Andreas decides to build a multi-storey building comprising of ten apartments.
He has €200,000 in cash and needs €1,200,000 to buy the land and build the apartments. Andreas goes to a bank and borrows €1,000,000 with an interest of 6.0% per annum (€60,000) and a ‘bullet payment’ in three years (he has to pay back the €1,000,000 in three years and only the interest in the mean time). Andreas plans to sell the apartments for €180,000 each.
In the first year Andreas sells one apartment for €180,000. As he is very prudent, he pays the bank the €60,000 interest and keeps that other €120,000 on the side for the next two interest payments. Then the crisis happens. Andreas doesn’t manage to sell any apartments in years two and three, but he has the money to pay the interest from the sale of that one apartment.
At the end of the third year he goes to the bank and asks for an extension to his loan of €1,000,000. Property prices have now dropped by one third, they are at €120,000, and he has nine apartments to sell (a total potential income of €1,080,000 which is more than enough to cover his loan).
Andreas thinks that at these lower prices he can sell three apartments in the first year and two apartments per year after that. The bank is pushing him to sell all the apartments in a ‘fire sale’ for €108,000 each (a 10% discount). That means a total income of €972,000; €28,000 short of what they are owed. Is the bank crazy? Doesn’t it want its money back?

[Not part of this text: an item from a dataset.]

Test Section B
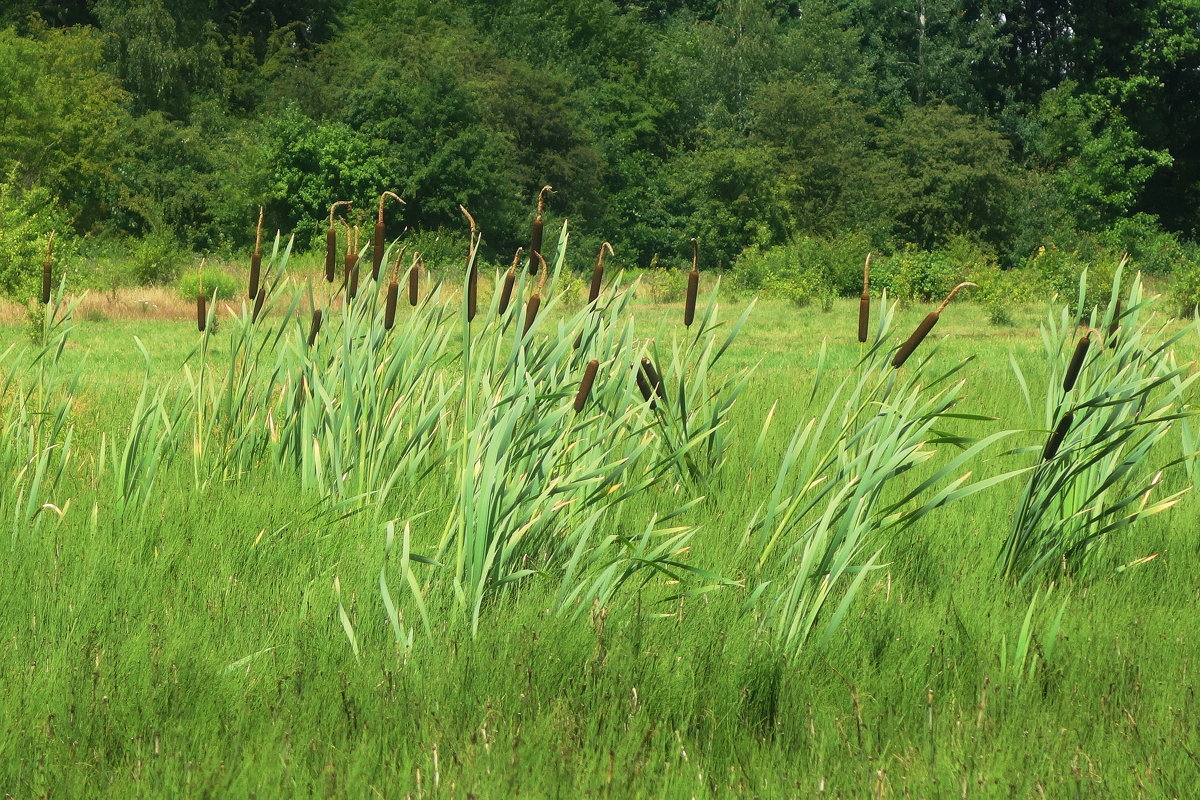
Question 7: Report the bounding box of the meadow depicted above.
[1,230,1198,799]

As things stand, Andreas owes €1,000,000 and has nine apartments. He sells three in the first year, and has an income of €360,000 and owes €60,000 in interest. Thus, he has a balance of €700,000 and six apartments left. He then sells two in the second year, has an income of €240,000 and owes €42,000 in interest (6% on €700,000). Thus, he has a balance of €502,000 and four apartments left. In the third year he sells two apartments, has an income of €240,000 and owes €30,120 in interest (6% on €502,000). Thus, he has a balance of €292,120 and two apartments left. In this final year he sells the last two apartments, has again an income of €240,000 and owes €17,527 in interest (6% on €292,120). Thus, after four years he still owes the bank €69,647 and has no apartments left.

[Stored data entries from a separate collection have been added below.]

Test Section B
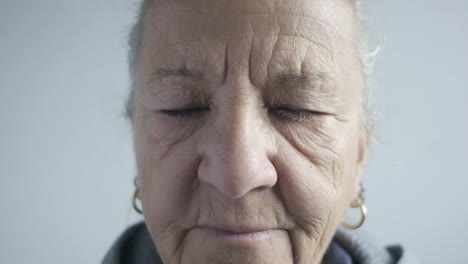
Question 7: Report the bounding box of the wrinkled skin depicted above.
[133,0,369,263]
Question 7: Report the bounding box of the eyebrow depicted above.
[151,66,204,82]
[149,67,332,91]
[273,71,332,87]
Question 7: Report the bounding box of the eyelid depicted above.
[158,104,324,121]
[159,107,209,118]
[269,106,323,122]
[267,103,322,114]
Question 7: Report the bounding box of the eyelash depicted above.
[269,107,320,122]
[160,107,209,118]
[160,107,320,122]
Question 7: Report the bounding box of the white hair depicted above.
[125,0,377,132]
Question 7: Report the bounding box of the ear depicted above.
[355,125,373,192]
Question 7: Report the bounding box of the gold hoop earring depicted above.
[132,188,143,214]
[342,196,367,230]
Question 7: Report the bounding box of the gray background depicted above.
[1,0,467,263]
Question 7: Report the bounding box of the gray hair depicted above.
[125,0,377,132]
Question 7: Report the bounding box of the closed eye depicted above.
[269,107,321,122]
[160,106,321,121]
[160,107,209,118]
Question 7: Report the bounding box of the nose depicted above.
[198,107,278,199]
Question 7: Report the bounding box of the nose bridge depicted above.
[198,93,277,199]
[223,103,265,169]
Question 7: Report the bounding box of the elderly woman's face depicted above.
[133,0,368,263]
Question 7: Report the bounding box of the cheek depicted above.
[274,117,360,233]
[133,112,201,230]
[278,117,353,175]
[133,104,206,175]
[139,147,198,227]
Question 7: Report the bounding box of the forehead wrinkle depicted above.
[264,20,337,86]
[277,33,333,57]
[266,38,329,86]
[148,39,200,58]
[141,0,355,91]
[143,4,210,45]
[143,37,208,74]
[274,13,336,56]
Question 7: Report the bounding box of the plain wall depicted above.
[1,0,467,263]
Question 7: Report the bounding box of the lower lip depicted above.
[199,227,279,242]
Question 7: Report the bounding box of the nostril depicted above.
[251,185,273,194]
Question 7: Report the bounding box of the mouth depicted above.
[197,226,282,243]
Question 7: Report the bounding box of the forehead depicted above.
[142,0,357,48]
[138,0,360,88]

The bank knows that the longer it takes Andreas to sell the apartments, the more interest payments are going to be biting into the amount it receives to pay back his outstanding loan. Thus, the bank wants to ensure that it minimises the amount of losses it has because it runs the risk of Andreas taking even longer to pay back the loan, which in turn means that the shortfall between what the bank is owed and what it will receive could be even greater.
The rate of sale matters almost as much as the price achieved. The bigger the loan and the higher the interest, the more important the rate of sale is. In the current environment where projects are overleveraged and interest rates are running high, the rate of sale becomes paramount.
Why should we care?
Well, the €1,000,000 borrowed by Andreas is the money that you and I deposited at the bank. If the bank doesn’t get its money back, then it won’t have any money to pay us back.